For some complex searches, I find myself needing to build a query with some optional conditions that may or may not exist based on search terms.
I could concatenate an SQL string, but when we are dealing with user-supplied input, we need to parameterize the sql query with question marks (?) for binding parameters to to avoid SQL injection attacks.
But I may not know how many parameters I’m actually going to use in a query.
With a form like this:
Show me my friends: living in: [ ] whose hobby is: () skating, () fishing, () basketball over: [ ] years old *(no required fields)
At first stab, you could try something like this:
User.friends.find(:all, :conditions => [ 'town LIKE ? AND hobby = ? AND age >= ?', "%#{params[:town]}%", params[:hobby], params[:age] ]) |
This would work, but only if all fields are filled out; otherwise the SQL generated would break looking like this if someone only filled in the name part of the form:
"SELECT * FROM users WHERE town LIKE "%indianapolis%" AND hobby = '' AND age >= ''"

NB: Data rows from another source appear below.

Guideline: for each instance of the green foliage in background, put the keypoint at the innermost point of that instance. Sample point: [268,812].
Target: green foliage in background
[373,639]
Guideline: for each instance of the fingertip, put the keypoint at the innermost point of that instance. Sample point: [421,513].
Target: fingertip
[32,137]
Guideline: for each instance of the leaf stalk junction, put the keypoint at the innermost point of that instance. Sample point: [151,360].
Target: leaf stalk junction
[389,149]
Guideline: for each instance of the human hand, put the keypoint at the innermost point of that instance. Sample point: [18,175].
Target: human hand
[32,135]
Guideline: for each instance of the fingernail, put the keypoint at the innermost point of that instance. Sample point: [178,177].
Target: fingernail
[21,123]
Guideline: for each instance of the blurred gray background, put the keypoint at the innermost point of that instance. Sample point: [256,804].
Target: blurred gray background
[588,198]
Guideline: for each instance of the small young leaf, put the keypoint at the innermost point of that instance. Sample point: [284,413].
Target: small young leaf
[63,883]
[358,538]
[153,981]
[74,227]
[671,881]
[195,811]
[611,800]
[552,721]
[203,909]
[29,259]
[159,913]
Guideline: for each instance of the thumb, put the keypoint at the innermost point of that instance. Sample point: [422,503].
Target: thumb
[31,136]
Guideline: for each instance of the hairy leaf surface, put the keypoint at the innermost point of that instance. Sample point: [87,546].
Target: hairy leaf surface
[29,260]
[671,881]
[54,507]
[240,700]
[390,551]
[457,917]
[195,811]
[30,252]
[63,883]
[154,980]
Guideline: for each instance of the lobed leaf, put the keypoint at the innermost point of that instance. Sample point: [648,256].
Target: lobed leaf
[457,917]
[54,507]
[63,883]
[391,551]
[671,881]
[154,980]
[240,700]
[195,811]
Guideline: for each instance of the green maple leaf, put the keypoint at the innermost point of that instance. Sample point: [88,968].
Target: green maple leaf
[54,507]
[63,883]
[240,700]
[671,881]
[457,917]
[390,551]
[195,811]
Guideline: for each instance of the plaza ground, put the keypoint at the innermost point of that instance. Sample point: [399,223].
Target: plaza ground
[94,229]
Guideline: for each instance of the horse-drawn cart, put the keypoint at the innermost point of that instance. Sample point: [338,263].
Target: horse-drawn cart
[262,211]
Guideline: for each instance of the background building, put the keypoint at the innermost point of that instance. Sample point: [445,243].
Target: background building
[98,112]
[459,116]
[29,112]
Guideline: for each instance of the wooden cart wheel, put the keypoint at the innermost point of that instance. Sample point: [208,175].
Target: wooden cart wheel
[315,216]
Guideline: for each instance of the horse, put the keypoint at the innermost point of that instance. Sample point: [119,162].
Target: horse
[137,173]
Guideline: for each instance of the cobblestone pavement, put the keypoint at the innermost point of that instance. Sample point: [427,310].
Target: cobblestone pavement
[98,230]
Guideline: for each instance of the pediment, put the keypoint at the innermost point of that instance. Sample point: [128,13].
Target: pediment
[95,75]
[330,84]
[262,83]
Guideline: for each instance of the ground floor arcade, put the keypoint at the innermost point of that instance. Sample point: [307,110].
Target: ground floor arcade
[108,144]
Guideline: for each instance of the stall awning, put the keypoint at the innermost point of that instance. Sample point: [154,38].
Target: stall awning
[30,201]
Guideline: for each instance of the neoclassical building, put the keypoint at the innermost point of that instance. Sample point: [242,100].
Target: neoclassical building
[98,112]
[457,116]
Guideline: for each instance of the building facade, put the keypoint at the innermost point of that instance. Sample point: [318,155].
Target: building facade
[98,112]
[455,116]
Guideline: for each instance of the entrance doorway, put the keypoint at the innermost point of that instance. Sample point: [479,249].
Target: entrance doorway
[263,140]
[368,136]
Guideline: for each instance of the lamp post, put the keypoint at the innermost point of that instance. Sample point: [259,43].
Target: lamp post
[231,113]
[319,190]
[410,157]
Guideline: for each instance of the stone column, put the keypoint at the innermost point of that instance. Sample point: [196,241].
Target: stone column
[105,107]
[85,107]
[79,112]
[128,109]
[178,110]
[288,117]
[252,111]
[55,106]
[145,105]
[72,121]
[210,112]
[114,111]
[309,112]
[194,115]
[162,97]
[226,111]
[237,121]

There are some plugins like Ezra’s Ez-Where to handle query building; but how about we try using the built-in symbol key interpolation as described here in ActiveRecord to get the job done.
This lets you use named :symbols in place of question marks for binding.
Find lets you supply your conditions as a 2-element array with a string, and a corresponding hash like so:
User.friends.find(:all, :conditions => [ 'town LIKE :town AND hobby = :hobby AND age >= :age', { :town => "%#{params[:town]}%" , :hobby => params[:hobby], :age = params[:age] } ]) |
Again, this will work just fine if all fields are filled out; but how do we omit conditions and hash keys?
Our final SQL string can be built by joining conditions with AND (or OR if your app suggests it), and stuffing new key/value pairs into our arguments hash, or with Hash.merge!
First we’ll set up our search method like so:
def results conditions = [] arguments = {} unless params[:town].blank? conditions << 'town LIKE :town' arguments[:town] = "%#{params[:town]}%" end unless params[:hobby].blank? conditions << 'hobby = :hobby' arguments[:hobby] = params[:hobby] end unless params[:age].blank? conditions << 'age >= :age' arguments[:age] = params[:age] end all_conditions = conditions.join(' AND ') @user_friends = User.friends.find(:all, :conditions => [all_conditions, arguments]) end |
An alternative is to use Hash.merge! like so:
(this will let you assign more than one key/value pair at a time or to combine hashes)
instead of:
arguments[:town] = "%#{params[:town]}%" arguments[:hobby] = params[:hobby] |
arguments.merge!({ :town => "%#{params[:town]}%", :hobby => params[:hobby] }) |
Maybe not as elegant as using a plugin, but certainly clear and flexible.